Quantum Reflections of Nonlocal Optical Solitons in a Cold Rydberg Atomic Gas

TL;DR

This paper proposes a scheme for quantum reflection of nonlocal optical solitons in a cold Rydberg atomic gas, revealing controllable reflection, trapping, and transmission behaviors useful for nonlinear optics and device design.

Contribution

It introduces a novel method to realize and manipulate quantum reflection of nonlocal optical solitons in Rydberg gases using electromagnetically induced transparency.

Findings

Demonstration of low-power nonlocal optical solitons supported by Rydberg interactions.

Observation of sharp transitions between reflection, trapping, and transmission.
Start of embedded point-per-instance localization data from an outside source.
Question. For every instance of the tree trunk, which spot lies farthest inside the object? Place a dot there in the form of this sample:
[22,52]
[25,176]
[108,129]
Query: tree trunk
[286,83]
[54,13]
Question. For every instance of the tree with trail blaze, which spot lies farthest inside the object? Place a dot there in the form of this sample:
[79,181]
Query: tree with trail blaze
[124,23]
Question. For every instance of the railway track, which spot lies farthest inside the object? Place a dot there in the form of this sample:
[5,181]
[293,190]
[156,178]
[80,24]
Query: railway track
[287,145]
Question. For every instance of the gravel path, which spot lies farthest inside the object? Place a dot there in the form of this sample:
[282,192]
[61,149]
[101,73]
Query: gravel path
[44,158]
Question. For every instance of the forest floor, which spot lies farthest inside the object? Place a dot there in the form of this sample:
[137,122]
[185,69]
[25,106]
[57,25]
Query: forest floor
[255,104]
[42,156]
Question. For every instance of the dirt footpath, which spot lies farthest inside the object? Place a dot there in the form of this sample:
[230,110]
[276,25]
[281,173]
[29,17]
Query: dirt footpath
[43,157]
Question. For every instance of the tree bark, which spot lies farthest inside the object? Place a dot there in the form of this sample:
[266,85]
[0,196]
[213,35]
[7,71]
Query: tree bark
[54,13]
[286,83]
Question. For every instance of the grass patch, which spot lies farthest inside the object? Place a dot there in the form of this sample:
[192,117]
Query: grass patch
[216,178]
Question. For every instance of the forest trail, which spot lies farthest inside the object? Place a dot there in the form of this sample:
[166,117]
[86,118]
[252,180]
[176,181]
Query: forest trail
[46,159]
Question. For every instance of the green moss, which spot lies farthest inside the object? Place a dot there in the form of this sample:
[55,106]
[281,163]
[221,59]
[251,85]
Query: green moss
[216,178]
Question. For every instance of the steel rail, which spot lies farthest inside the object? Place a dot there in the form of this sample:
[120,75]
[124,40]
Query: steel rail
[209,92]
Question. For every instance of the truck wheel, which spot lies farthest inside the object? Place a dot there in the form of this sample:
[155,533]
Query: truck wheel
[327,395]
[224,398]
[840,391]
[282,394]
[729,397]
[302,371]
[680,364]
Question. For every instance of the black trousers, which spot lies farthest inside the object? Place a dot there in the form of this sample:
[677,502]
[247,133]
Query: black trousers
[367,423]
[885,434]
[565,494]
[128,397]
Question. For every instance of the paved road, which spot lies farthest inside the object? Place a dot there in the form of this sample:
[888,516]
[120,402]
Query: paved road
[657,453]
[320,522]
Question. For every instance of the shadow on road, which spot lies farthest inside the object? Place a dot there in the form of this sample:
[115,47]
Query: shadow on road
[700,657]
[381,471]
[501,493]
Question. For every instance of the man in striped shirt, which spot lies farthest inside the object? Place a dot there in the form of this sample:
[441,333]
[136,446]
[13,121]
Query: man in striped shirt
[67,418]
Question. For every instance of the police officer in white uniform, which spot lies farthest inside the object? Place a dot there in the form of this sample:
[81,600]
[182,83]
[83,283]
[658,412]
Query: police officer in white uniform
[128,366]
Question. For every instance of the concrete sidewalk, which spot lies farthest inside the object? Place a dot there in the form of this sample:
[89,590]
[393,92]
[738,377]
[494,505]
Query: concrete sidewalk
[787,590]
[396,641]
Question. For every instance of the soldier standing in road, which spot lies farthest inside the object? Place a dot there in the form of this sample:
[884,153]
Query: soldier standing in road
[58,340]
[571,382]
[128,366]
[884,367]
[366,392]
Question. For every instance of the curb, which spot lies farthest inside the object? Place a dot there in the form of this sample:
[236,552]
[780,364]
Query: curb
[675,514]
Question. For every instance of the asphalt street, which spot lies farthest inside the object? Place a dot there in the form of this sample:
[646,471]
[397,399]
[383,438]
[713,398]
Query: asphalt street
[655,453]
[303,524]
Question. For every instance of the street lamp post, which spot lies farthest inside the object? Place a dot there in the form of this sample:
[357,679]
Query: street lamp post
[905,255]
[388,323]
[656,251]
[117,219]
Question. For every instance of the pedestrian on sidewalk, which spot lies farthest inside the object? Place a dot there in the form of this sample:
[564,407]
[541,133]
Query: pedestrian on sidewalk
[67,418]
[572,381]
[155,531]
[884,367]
Active control of soliton behavior via incident velocity, intensity, and nonlocality.

Abstract

Quantum reflection refers to a non-vanishing reflection probability in the absence of a classically turning point. Much attention has been paid to such reflections due to their fundamental, intriguing physics and potential practical applications. Here we propose a scheme to realize a quantum reflection of nonlocal nonlinear optical beams in a cold Rydberg atomic gas via electromagnetically induced transparency working in a dispersion regime. Based on the long-range interaction between Rydberg atoms, we found that the system supports low-power nonlocal optical solitons. Such nonlocal solitons can display a sharp transition between reflection, trapping, and transmission when scattered by a linear attractive potential, created by gate photons stored in another Rydberg state. Different from conventional physical systems explored up to now, the quantum reflection of the nonlocal optical solitons in the Rydberg atomic gas exhibits interesting anomalous behaviors, which can be actively manipulated by tuning the incident velocity and intensity of the probe field, as well as the nonlocality of the Kerr nonlinearity inherent in the Rydberg atomic gas. The results reported here are not only useful for developing Rydberg nonlinear optics but also helpful for characterizing the physical property of the Rydberg gas and for designing novel nonlinear optical devices.